Действительно, успех "Фелицы" был очень велик, некоторое время о ней только и говорили в самых разных кругах русского общества. Ода послужила непосредственным поводом к созданию целого архитектурного комплекса близ Павловска, известного под названием Александрова дача (в честь старшего внука Екатерины). До сих пор не до конца ясно, кто был автором этой затеи - скорее всего, Н. А. Львов. В саду на холме возвышался храм Фелицы - небольшая ротонда под куполом; на плафоне была роспись, изображавшая Фелицу среди различных аллегорических фигур. А перед храмом стоял алтарь добродетели, или розы без шипов; были там и другие павильоны .
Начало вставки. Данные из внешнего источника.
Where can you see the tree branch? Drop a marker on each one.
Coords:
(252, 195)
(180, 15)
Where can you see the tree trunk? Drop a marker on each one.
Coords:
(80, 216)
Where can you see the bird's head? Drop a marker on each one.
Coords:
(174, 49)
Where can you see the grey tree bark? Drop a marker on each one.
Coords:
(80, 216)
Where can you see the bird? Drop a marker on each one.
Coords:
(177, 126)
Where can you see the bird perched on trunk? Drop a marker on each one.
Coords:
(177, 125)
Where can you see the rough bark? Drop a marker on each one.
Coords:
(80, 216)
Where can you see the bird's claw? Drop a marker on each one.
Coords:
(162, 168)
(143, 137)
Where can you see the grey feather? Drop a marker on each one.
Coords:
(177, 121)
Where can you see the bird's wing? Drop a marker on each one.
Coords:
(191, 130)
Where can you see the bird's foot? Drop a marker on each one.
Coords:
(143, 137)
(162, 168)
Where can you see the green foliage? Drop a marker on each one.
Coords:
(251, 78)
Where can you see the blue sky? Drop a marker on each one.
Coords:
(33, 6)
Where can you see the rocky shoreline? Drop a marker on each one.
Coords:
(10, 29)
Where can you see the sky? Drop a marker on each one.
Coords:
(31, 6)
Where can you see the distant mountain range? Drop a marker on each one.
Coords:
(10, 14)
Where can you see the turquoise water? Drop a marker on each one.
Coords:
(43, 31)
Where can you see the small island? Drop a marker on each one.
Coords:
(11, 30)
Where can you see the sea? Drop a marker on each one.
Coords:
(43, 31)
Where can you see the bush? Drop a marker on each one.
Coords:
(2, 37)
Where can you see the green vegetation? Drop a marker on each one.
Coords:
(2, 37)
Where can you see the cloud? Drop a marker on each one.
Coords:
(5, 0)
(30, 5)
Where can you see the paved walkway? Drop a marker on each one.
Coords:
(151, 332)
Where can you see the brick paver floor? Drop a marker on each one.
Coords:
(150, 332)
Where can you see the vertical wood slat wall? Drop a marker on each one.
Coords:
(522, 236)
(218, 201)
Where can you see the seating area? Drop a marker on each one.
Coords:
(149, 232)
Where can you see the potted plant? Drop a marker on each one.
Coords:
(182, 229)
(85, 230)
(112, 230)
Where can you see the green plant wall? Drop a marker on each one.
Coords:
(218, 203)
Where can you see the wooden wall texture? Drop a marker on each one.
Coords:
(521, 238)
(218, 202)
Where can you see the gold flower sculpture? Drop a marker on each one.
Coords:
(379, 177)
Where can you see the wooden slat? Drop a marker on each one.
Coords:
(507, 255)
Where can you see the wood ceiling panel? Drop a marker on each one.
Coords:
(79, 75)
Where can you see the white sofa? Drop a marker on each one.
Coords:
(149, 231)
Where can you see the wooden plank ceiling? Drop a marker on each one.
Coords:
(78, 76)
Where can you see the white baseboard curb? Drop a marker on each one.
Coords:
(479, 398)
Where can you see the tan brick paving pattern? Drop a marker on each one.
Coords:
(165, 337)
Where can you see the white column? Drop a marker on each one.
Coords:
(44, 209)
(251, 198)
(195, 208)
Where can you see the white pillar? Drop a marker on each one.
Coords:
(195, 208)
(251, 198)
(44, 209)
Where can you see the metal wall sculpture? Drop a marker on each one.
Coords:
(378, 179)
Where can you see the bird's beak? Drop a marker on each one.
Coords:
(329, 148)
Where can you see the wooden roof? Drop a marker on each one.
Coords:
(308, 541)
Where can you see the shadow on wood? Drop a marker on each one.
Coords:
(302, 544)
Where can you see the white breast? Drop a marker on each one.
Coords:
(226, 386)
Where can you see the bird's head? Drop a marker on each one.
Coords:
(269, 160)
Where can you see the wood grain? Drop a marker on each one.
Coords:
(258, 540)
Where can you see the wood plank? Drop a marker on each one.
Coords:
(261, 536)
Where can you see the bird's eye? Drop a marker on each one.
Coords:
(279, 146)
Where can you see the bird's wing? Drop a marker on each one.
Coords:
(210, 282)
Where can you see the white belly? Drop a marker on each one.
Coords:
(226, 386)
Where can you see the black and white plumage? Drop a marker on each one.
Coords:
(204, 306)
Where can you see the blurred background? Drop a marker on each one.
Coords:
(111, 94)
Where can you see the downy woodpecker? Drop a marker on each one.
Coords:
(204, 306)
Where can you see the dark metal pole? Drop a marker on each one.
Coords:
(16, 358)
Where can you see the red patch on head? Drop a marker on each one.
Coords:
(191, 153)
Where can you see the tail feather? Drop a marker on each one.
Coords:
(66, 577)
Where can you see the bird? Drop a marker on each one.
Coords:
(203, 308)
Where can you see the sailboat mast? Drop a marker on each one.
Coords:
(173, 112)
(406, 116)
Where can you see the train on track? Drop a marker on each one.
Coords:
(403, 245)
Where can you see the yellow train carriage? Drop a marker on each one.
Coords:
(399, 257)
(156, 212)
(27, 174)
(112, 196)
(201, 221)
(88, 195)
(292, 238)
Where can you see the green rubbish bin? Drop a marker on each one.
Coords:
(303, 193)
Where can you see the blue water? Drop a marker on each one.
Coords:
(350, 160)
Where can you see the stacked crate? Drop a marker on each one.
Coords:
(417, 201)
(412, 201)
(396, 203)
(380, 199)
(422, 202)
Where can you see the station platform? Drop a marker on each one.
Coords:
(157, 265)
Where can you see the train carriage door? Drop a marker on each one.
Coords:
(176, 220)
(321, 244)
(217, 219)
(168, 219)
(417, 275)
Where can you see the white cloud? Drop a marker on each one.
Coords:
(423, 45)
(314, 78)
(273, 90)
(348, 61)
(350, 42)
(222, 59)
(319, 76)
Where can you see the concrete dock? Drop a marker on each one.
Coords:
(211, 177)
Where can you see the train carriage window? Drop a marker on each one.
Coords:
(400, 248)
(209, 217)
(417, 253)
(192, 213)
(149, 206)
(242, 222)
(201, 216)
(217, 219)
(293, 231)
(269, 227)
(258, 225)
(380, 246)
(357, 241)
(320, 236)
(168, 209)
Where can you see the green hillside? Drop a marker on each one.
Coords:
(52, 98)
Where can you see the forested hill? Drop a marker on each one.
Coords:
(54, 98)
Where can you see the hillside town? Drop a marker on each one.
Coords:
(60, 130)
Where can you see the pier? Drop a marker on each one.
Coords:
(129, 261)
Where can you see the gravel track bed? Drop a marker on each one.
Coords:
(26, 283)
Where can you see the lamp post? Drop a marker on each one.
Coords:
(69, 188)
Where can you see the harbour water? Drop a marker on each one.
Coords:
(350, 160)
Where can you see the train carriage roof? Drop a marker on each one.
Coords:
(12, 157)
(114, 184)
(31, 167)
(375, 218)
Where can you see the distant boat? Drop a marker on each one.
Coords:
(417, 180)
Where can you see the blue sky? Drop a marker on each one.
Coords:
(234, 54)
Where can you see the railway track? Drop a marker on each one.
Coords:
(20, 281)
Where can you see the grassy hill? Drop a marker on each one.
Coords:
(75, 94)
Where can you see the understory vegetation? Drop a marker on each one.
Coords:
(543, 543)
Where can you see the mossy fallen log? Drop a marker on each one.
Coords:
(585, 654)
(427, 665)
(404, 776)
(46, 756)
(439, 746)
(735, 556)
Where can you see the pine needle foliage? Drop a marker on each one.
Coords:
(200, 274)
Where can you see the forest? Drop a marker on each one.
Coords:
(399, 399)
В свою очередь, этот архитектурный ансамбль был описан в большой поэме С. Джунковского под заглавием "Александрова, увеселительный сад в. к. Александра Павловича", изданной в Петербурге в 1793 году. Возникло необычайное соотношение: литературное произведение породило архитектурное, которое заставило еще одного писателя взяться за перо.

Впрочем, это не единственный случай связи поэзии Державина с другими видами искусства. Бывало, например, что живопись вдохновляла поэта. В том же году, когда была написана "Фелица", художник Д. Г. Левицкий по программе, сочиненной Н. А. Львовым, написал аллегорический портрет Екатерины-законодательницы, повторенный в нескольких вариантах. Императрица изображена в виде жрицы в храме богини Правосудия, сжигающей на алтаре маки - символ сна и покоя, на ней белое платье и через плечо черно-красная лента только что учрежденного Владимирского ордена. У Державина в "Видении мурзы" (1783) мы находим подробное описание этой картины:

Виденье я узрел чудесно:
Сошла со облаков жена,
Сошла - и жрицей очутилась
Или богиней предо мной.
Одежда белая струилась
На ней серебряной волной...
Из черно-огненна виссона ,
Подобный радуге, наряд
С плеча деснаго полосою
Висел на левую бедру;
Простертой на алтарь рукою
На жертвенном она жару
Сжигая маки благовонны,
Служила вышню божеству...

Это почти буквальное переложение в стихах программы Н. А. Львова. Но Державин не только мастерски описывал произведения живописи, он не случайно, вслед за Горацием, называл поэзию "говорящей живописью".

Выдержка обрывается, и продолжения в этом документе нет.